Oggi. Ottobre
Non riuscivo a smettere di muovere le dita della mia mano sinistra per osservare come il diamante che portavo sull'anulare riflettesse diversamente la luce a ogni minimo spostamento. Mi ricordai che ero in riunione e che Simon Degals, il mio capo, stava presentando un progetto che avrei dovuto gestire io, quindi cercai di rifocalizzare la mia attenzione.
«...si tratta di uno di quei casi in cui la cosa più importante è la visibilità. Avere il nostro marchio stampato sulle loro divise e sul bordo campo, durante tutte le partite. Prima ancora che i loro stilisti, siamo il loro sponsor» spiegò Simon.

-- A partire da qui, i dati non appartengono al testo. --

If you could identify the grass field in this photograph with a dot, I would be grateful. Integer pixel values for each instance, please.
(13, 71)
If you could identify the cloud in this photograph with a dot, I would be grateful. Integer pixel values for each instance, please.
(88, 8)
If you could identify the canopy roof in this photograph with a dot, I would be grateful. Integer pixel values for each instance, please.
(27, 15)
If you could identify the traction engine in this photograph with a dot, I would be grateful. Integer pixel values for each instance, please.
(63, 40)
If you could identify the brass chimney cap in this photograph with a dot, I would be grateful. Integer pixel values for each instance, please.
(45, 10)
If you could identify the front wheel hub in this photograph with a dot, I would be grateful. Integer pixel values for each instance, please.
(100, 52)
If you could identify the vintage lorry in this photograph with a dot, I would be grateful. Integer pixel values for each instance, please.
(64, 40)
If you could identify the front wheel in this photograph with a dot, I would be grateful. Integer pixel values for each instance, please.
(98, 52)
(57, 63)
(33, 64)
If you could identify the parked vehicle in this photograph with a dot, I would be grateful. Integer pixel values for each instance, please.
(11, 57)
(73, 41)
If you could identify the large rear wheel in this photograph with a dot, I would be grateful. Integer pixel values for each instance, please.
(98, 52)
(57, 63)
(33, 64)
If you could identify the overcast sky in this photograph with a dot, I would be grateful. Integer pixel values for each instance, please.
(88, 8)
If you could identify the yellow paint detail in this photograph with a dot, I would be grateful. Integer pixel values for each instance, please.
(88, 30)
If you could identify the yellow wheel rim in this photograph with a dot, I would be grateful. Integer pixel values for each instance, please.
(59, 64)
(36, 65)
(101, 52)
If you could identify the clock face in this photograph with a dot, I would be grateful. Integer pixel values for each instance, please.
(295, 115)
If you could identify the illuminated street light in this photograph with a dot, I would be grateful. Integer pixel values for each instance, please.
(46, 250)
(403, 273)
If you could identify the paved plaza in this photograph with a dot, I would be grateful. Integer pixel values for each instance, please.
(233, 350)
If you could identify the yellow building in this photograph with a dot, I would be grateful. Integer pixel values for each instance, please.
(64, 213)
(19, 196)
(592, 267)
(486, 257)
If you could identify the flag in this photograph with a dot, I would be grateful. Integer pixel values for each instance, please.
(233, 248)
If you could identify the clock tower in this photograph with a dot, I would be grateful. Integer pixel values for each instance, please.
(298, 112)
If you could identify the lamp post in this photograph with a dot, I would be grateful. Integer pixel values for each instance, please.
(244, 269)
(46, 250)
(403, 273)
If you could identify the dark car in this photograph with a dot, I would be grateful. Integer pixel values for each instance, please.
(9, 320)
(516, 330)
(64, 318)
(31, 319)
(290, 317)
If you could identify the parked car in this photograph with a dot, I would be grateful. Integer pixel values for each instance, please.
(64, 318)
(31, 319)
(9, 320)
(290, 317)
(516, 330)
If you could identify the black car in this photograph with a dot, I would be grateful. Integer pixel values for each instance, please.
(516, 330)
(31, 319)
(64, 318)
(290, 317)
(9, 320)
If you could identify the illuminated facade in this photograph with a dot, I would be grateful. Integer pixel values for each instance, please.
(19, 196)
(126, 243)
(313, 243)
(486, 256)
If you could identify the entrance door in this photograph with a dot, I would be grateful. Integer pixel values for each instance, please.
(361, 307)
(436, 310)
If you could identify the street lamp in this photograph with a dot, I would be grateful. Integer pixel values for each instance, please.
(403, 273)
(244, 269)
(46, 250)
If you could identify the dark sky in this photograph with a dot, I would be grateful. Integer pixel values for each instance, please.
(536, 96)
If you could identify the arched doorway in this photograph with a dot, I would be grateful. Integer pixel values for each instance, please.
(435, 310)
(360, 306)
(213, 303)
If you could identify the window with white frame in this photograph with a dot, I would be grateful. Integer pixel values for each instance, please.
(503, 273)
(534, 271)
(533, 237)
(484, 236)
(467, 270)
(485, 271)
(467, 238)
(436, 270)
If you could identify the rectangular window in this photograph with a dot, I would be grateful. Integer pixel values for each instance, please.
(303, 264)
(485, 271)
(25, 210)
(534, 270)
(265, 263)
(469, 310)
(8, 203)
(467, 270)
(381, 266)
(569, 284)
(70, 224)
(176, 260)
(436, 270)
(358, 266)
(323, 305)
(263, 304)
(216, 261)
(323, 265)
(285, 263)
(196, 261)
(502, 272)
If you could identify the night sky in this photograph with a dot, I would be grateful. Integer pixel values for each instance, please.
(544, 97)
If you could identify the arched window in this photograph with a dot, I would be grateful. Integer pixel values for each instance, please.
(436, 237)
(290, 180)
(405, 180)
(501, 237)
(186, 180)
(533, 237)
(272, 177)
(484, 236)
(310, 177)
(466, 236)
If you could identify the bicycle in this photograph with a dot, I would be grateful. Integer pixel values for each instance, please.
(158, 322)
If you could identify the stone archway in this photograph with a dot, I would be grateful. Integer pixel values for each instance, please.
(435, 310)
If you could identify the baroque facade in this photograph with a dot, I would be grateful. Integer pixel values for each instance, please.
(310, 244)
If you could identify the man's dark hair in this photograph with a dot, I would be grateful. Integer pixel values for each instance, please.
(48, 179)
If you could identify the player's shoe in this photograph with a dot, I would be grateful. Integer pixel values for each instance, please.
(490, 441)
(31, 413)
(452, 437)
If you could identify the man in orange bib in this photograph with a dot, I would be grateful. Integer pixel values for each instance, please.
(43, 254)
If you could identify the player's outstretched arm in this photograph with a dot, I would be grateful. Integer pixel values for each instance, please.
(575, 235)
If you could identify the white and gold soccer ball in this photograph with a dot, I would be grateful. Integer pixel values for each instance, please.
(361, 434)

Parlava sempre al plurale, anche se lui era l'intero marchio, come a volte sottolineava da ubriaco alle feste. Il brand di moda Simon Degals ricalcava esattamente l'uomo da cui prendeva il nome, con tutti i suoi capricci e le sue eccentricità.
Anche per questo Simon non aveva esitato ad affidare quel progetto a me, nonostante fossi giovane e con poca esperienza. Più che un lavoro artistico, quella che stavamo facendo con i NY Hawks, una delle squadre giovanili di basket più forti del momento, era un'operazione di marketing.
«Ma questo non significa che l'arte non abbia un posto» continuò Degals con la sua prosa pomposa. «La divisa è una divisa, ma noi siamo chiamati a scegliere tutto il resto, dai colori a eventuali simboli. Determineremo lo stile dei nostri giovani cestisti. E per questo, non c'è nessuno di cui mi fido di più della nostra Minnie Van Monneck!»
La sala riunioni proruppe in un applauso svogliato. Io mi alzai e mi feci strada verso Degals, che mi strinse la mano e mi passò la parola. Feci partire una presentazione, proiettata sul grande schermo alle mie spalle, in cui esponevo qualcuna delle mie idee su come realizzare la nuove maglie dei NY Hawks Juniores.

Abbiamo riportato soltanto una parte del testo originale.